April 26, 1998
Trailhead 1998 El Capitan 1998
Ten years ago, when I was 53 years old, we hiked Guadalupe Peak. The company I work for had transferred me to Texas. My partner and I belonged to a group of highpointers who hike the highest points in the United States. We had already hiked many of the eastern states and were looking forward to doing some of the high points in the midwest & west.
Seeing as we were now living in Texas it was a good starting point for our western highpoint adventures.
Texas had been our home for less than two years when we learned that friends of ours from northeastern Pennsylvania were moving to Tucson, Arizona. On their way there they stopped for a visit. We decided that we would get together and hike Guadalupe Peak.
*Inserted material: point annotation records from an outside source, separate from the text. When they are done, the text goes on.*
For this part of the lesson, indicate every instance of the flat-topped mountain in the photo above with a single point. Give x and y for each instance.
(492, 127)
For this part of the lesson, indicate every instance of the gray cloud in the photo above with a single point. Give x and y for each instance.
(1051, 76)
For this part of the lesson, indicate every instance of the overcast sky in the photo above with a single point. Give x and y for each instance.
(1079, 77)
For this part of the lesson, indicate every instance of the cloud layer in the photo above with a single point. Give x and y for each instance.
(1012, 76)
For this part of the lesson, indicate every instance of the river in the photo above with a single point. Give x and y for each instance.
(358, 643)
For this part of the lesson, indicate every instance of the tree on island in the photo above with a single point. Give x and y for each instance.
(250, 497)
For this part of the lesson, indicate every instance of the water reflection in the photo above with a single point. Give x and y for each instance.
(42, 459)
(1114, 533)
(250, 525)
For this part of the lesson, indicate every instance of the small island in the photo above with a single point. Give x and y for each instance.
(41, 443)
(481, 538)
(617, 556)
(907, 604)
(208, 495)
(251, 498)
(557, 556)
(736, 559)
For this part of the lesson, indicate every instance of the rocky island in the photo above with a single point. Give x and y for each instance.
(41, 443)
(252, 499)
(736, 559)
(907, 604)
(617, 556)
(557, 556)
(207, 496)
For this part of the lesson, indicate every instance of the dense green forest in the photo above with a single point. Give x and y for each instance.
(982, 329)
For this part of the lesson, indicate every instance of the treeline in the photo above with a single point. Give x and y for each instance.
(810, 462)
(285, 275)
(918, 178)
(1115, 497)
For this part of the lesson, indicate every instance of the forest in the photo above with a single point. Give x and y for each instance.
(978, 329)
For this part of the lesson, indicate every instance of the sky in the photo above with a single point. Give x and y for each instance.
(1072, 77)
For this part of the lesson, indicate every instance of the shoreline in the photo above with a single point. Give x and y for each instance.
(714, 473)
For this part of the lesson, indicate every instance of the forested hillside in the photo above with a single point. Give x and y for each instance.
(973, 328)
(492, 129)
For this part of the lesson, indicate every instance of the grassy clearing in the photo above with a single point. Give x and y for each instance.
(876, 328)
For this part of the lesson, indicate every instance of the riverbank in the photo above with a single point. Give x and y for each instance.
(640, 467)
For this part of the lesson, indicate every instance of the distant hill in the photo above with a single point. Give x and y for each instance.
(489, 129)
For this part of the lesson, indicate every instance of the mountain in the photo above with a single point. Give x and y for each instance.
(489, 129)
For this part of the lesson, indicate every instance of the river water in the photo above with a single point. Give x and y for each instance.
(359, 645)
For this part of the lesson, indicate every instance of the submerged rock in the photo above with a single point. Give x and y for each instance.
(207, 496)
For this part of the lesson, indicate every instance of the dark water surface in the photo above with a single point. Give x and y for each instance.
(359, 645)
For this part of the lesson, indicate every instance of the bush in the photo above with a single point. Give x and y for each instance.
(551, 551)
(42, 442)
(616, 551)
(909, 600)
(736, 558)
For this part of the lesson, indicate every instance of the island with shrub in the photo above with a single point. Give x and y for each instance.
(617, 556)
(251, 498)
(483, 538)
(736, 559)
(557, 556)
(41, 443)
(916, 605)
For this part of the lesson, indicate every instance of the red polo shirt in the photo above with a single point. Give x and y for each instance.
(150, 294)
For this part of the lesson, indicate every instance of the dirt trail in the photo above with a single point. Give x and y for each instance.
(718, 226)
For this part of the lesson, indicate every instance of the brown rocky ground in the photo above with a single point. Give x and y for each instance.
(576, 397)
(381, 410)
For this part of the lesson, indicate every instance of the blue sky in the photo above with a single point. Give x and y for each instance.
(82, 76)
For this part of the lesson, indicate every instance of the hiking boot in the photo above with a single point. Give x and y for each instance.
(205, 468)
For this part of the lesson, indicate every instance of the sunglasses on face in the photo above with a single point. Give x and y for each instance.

On April 26, 1998 our friends, my partner and myself met at Van Horn, Texas to hike Guadalupe Peak.
My partner, John, had just turned 33 and was the youngest of our group. One of our friends that was participating in the hike was 62 years old. I remember thinking that I hope when I became 62 years old that I would be able to hike Guadalupe.
Guadalupe Peak is 8.4 miles hiking round trip. The elevation gain from the parking lot at the visitor center to the top is 2950 feet. It was my first hike that would take us along a trail with shear cliffs. At that time in my life I had a real phobia with heights. It was the scariest hike I had ever done. I really could not enjoy the sights because of my phobia.
I felt proud of myself that I was able to make it to the top. Once there I just wanted to be back at the parking lot and away from all the frightening height.
It took us six hours to complete the hike and I thanked God when I was finally back safe in the parking lot. Since Guadalupe we have hiked Mt. Elbert, Wheeler Peak, Boundary Peak and Humphreys Peak. Each of these peaks are over 12,500 feet. After each hike I became more self assured with my height phobia.
June 24, 2008
This year, because of the high gas prices, we decided not to take a vacation and drive back east. Instead we decided it was time to revisit Guadalupe.
On June 24, 2008 at 7:00AM we were once again in the Guadalupe visitor parking lot ready to start our hike. My birthday is June 29, I was doing the hike just days before my 64th birthday. The night before we had stayed in Carlsbad. On our way from Carlsbad to Guadalupe Peak we could see thunder/lightening off in the distance. We had decided that if it looked at all like a thunderstorm we would not hike the peak. By the time we got to the park the sky was clear. Temperature was 65%. A beautiful morning.
Fifteen minutes into our hike we came upon a very tame mule deer. It seemed to know that we would not harm it. A little further up the trail we came across several lizards. It was just a beautiful day for a hike. The bottom half of the trail has many switch backs. At every turn you are able to see more of the dessert and the surrounding mountains, new vistas and awesome sights.
About two and a half miles up the trail you hike through pine trees and agave plants. The agave plants were in full bloom. I thought they were the most interesting plants I had ever seen. We took many pictures of these plants. From what I have read about these plants only a few animals are able to pollinate the blossoms on the plants. We were gifted in that we saw a Scott’s oriole doing just that. I had my movie camera with me and tried to get it on camera, but in my excitement could not get the camera focused.
Three miles up the trail is the highest camping area in Texas. From this camping area it is only another mile to the top. The last mile can be the scariest as this is where the trail follows the side of a cliff with a sheer drop off. It seems to drop forever. This time I was able to look over the ledge and not feel paralyzed.
When you approach Guadalupe Peak from the main road there is a very impressive mountain, El Capitan, with cliffs that drop for many feet. From the road it looks very daunting. It is a massive mountain that seems to have been thrust straight up out of the ground. At first you think, “Is this Guadalupe Peak?”, but the peak is hiding behind this massive structure of rock. When you finally reach the peak you are able to look down on this massive hunk of rock.
We peaked at 9:30AM. Spent about 25 minutes taking pictures of the peak and visiting with other hikers. The views were beyond description. Every turn you took there was another view of the surround prairie and mountains.
On the way down you get a different view. Rather than looking up you are looking down on where you have to hike. It was the same views you see on the way up, just from a different angle, but just as impressive.
The last mile started taking a toll on us. John developed blisters on his toes. My calves had tightened up and it seemed like the visitor center parking lot was forever out of reach, but that is just a part of hiking. We reached the parking lot at 12:41. It took us 6 hours 31 minutes to complete the hike. Each hike has it problems. The sights and challenge of the hike far over shadow any inconvenience you have to endure. I was really delighted that we had revisited Guadalupe Peak. The second time around was far better than the first.